Já ensinou os segredos a alguns jovens, mas ninguém quer seguir aquela actividade em vias de extinção

António Bernardo da Fonseca aprendeu a arte de forjar aos 12 anos, hoje já com 64 anos é o último campaínheiro de Maçainhas. Um ofício ancestral em vias de extinção. Já ensinou a alguns jovens aquela arte que do “velho faz novo”, mas ninguém quer seguir aquela actividade: «é moroso, trabalhoso e não dá dinheiro», diz resignado o artesão.

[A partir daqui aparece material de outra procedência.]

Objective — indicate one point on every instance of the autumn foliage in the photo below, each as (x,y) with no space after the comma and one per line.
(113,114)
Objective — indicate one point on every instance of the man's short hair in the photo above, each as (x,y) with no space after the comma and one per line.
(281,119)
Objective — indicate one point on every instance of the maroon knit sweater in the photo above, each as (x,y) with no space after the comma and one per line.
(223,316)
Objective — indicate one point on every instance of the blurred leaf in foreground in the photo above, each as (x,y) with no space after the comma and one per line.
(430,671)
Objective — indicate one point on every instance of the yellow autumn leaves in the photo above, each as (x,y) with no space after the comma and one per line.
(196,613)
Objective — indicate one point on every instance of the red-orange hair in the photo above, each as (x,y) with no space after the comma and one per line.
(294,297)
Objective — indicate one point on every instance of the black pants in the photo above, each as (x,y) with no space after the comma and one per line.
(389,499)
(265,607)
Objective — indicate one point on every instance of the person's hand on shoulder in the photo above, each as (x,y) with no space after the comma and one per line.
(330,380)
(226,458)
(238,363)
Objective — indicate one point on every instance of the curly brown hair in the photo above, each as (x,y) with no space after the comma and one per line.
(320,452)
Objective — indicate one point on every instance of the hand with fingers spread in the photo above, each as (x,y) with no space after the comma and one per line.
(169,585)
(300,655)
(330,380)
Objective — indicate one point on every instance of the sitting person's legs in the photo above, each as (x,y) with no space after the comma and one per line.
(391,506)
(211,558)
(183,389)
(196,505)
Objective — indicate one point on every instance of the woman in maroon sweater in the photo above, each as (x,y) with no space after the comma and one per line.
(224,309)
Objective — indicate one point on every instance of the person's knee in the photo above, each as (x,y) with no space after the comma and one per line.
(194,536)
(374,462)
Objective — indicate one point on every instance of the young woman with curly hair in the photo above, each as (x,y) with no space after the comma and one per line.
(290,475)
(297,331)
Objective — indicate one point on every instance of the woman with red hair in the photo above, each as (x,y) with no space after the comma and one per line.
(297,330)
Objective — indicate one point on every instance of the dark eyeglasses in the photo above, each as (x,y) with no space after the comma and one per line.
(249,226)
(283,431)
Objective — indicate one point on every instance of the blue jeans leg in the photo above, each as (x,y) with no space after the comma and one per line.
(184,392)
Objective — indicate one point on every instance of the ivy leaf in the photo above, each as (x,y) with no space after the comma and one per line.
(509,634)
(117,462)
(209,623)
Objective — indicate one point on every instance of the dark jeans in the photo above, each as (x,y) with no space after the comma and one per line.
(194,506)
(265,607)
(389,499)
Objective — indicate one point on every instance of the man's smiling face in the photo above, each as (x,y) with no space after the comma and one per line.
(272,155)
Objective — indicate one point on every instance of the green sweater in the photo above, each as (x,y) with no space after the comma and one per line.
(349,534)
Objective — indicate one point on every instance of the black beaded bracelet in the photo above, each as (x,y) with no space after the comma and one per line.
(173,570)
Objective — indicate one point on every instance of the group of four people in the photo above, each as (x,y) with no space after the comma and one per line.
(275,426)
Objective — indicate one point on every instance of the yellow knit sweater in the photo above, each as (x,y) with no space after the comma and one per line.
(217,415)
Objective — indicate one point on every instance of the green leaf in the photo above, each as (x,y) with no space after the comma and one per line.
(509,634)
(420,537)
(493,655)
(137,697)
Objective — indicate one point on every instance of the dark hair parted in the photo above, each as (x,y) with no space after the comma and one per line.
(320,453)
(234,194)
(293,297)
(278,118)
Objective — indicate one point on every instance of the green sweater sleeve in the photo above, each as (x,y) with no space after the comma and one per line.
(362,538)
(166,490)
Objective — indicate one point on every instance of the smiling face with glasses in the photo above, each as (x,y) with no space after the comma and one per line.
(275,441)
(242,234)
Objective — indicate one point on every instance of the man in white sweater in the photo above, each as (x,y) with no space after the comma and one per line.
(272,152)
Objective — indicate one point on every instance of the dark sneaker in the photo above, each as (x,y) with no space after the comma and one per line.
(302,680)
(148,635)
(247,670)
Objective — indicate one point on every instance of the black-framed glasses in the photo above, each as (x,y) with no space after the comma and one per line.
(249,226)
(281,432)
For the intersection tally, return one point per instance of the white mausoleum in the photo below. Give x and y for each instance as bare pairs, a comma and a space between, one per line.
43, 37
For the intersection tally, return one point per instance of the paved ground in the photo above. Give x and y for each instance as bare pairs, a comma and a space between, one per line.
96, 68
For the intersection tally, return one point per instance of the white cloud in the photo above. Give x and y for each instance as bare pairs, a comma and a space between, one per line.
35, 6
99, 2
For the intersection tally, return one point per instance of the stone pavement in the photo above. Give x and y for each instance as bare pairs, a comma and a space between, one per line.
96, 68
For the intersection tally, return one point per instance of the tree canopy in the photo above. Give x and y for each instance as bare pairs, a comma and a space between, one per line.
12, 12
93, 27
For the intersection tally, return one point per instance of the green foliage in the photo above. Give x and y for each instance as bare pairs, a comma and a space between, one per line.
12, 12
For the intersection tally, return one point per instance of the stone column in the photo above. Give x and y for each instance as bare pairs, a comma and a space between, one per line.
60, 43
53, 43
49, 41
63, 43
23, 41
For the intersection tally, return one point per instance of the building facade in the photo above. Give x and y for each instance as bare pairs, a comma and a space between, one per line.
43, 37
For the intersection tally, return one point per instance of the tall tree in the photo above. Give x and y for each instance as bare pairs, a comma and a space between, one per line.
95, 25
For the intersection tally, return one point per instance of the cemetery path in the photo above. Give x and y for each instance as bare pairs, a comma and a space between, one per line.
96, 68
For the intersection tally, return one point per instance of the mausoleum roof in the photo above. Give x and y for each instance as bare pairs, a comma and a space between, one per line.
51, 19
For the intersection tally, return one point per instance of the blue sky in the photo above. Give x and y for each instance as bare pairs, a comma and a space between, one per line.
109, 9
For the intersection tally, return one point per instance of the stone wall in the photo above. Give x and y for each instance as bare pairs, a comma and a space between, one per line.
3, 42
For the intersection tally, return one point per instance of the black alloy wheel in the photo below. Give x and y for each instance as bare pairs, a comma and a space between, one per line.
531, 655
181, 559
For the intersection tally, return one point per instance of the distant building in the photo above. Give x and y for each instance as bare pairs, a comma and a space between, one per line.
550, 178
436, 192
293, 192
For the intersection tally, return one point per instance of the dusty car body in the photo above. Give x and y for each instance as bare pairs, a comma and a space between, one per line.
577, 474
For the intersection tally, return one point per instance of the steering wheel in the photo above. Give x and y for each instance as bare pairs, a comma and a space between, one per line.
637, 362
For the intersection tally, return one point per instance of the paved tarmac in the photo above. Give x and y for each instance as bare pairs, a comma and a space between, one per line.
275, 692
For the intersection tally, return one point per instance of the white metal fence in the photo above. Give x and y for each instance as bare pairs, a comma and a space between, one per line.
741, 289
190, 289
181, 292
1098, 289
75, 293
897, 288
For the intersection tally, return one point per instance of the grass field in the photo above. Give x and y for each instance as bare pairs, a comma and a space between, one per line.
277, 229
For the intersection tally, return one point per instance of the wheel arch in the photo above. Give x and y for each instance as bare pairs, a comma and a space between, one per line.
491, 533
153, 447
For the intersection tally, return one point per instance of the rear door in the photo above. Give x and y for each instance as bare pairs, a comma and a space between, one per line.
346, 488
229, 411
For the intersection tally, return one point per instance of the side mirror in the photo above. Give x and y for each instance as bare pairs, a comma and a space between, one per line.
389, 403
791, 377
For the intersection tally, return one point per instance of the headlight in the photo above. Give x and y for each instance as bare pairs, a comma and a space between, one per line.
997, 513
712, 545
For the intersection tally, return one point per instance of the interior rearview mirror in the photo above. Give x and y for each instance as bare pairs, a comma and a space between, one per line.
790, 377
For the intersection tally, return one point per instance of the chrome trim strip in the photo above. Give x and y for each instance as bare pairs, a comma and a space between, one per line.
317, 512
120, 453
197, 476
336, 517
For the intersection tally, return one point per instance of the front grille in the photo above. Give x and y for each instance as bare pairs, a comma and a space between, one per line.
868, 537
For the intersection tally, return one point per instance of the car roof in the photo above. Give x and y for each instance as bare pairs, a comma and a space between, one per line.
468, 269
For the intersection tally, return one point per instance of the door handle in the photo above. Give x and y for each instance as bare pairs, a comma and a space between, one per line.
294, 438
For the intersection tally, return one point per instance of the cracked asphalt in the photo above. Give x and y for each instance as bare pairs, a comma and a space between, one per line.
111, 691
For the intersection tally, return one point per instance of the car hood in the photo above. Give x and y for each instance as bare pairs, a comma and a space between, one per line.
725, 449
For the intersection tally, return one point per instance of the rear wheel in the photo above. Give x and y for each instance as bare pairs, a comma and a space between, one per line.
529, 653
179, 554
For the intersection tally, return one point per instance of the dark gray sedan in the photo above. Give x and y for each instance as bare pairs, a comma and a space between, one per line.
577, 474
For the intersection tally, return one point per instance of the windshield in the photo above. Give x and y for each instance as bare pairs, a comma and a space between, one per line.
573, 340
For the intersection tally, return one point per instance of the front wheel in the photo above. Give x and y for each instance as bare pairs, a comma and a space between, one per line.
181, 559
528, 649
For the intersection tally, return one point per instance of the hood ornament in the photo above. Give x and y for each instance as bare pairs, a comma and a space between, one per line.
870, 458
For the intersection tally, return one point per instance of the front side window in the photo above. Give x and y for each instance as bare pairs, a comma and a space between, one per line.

Na sua velha oficina, tudo está como antigamente, o tempo não passa por ali. O cheiro da areia vinda da ria de Aveiro, que pelo uso parece terra negra, invade a pequena cave da sua casa, onde já trabalhou horas a fio. «Agora só faço objectos decorativos, casualmente, para os amigos», atira António Bernardo da Fonseca, já com a farda de trabalho vestida, «não faço nada para mim», acrescenta. Quisera o destino que aprendesse esta arte secular, pois «não era qualquer um que sabia este ofício naquele tempo», conta com orgulho. A tradição em redor desta arte mandava que passasse de geração em geração, do pai para o filho mais novo da família, «para evitar que o mais velho competisse com o pai», recorda o artesão. Já dizia o velho ditado “o segredo é a alma do negócio”. Como o seu pai era lavrador, aprendeu todos os segredos com o padrinho, Aníbal Morgado, de quem não guarda boas recordações. Mas António Bernardo não se entregou ao ofício com muita vontade, preferia estudar mas as posses da família não permitiram outro rumo. Durante doze anos trabalhou na oficina do padrinho «por uma bagatela e sem pagarem as horas extraordinárias», recorda com ironia e alguma amargura o artesão. À medida que as mãos se rendiam à dureza dos metais e as tarefas se tornavam numa rotina, António Morgado sonhava com outros prazeres, como «viajar», hoje faz isso sempre que pode, «ainda agora fiz um passeio pela Europa», salienta. Mas a sua vida não foi só campaínhas. Depois de uma quezília com o padrinho e patrão, deixou a oficina e arte de forjar para trás. Dedicou-se aos cabos eléctricos de uma fábrica local. Hoje está reformado e voltou à sua velha oficina.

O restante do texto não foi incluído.